Olhemos primeiro para o método de Ferro Rodrigues para manter as celebrações do 25 de Abril no Parlamento, apesar de tudo o resto. Citemos Inês Sousa Real, líder da bancada do PAN, em declarações à Visão: “Foi-nos transmitido, no início da conferência de líderes parlamentares [que se realizou no dia 15 de abril], que o presidente da Assembleia da República já tinha falado com o Presidente da República e com o PSD” e que, portanto, já havia uma “decisão da maioria.” Como diz Sousa Real, e bem, esta é uma “forma pouco democrática” de tomar uma decisão mas é assim que Ferro diz que a decisão foi tomada por 90% dos votos. Uma maioria albanesa conseguida com métodos venezuelanos.

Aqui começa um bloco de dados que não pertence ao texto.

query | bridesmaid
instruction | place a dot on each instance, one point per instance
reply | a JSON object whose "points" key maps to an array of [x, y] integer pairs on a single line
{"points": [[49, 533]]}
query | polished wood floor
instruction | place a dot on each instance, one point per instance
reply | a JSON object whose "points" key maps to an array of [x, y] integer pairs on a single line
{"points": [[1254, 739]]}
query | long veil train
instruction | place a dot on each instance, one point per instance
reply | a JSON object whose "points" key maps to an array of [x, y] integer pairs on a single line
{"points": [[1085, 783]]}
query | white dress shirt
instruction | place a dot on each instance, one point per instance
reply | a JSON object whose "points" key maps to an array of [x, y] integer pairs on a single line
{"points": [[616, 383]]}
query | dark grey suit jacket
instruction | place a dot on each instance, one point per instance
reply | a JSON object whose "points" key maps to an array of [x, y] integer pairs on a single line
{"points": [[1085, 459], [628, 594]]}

Além desta censurável forma de agir, Ferro Rodrigues e os partidos que aprovaram a sua proposta revelaram uma tremenda falta de bom senso ao avançarem para uma decisão destas sem antes consultarem a Direção-Geral de Saúde (DGS) — só esta segunda-feira é que a autoridade nacional de saúde será informada pelo Parlamento das condições em que as celebrações decorrerão. Não se compreende, aliás, que a 10 de março Ferro tenha decidido consultar a DGS antes de interromper as sessões do Parlamento do Jovens mas agora não tenha feito o mesmo.
Por outro lado, não se percebe como o presidente do Parlamento quer organizar uma cerimónia com 130 pessoas — 50 dos quais convidados — quando o país está em Estado de Emergência até ao próximo dia 2 maio — proposto pelo Presidente da República e renovado pela Assembleia da República — e quando os eventos com mais 100 pessoas foram proibidos pelo Governo logo a 15 de março.

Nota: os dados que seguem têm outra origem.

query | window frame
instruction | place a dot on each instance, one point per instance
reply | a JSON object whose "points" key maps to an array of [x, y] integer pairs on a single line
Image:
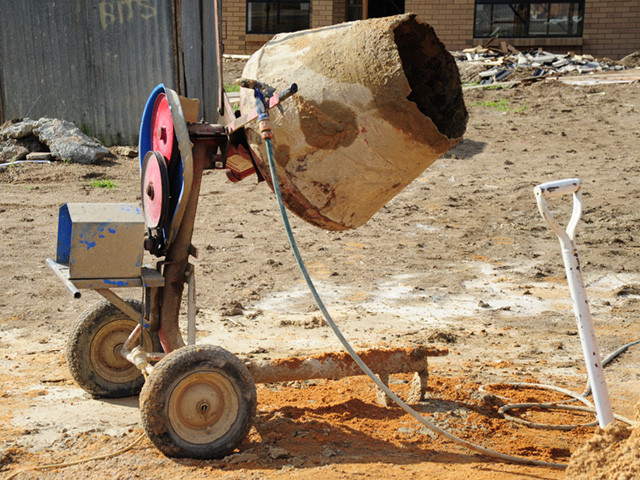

2 Não contente com todas estas incongruências, Ferro Rodrigues ainda tentou corrigir João Almeida como se fosse um mestre-escola do antigamente por o deputado do CDS ter tido a ousadia de criticar a decisão da conferência de líderes. Não é a primeira vez, nem será a última, que o presidente do Parlamento exerce uma espécie de ‘contraditório’ sobre afirmações dos deputados das bancadas do centro-direita (e não, não estou a incluir um partido radical como o Chega nessas bancadas) que mais não é do que uma tentativa de menosprezar uma opinião diferente da sua.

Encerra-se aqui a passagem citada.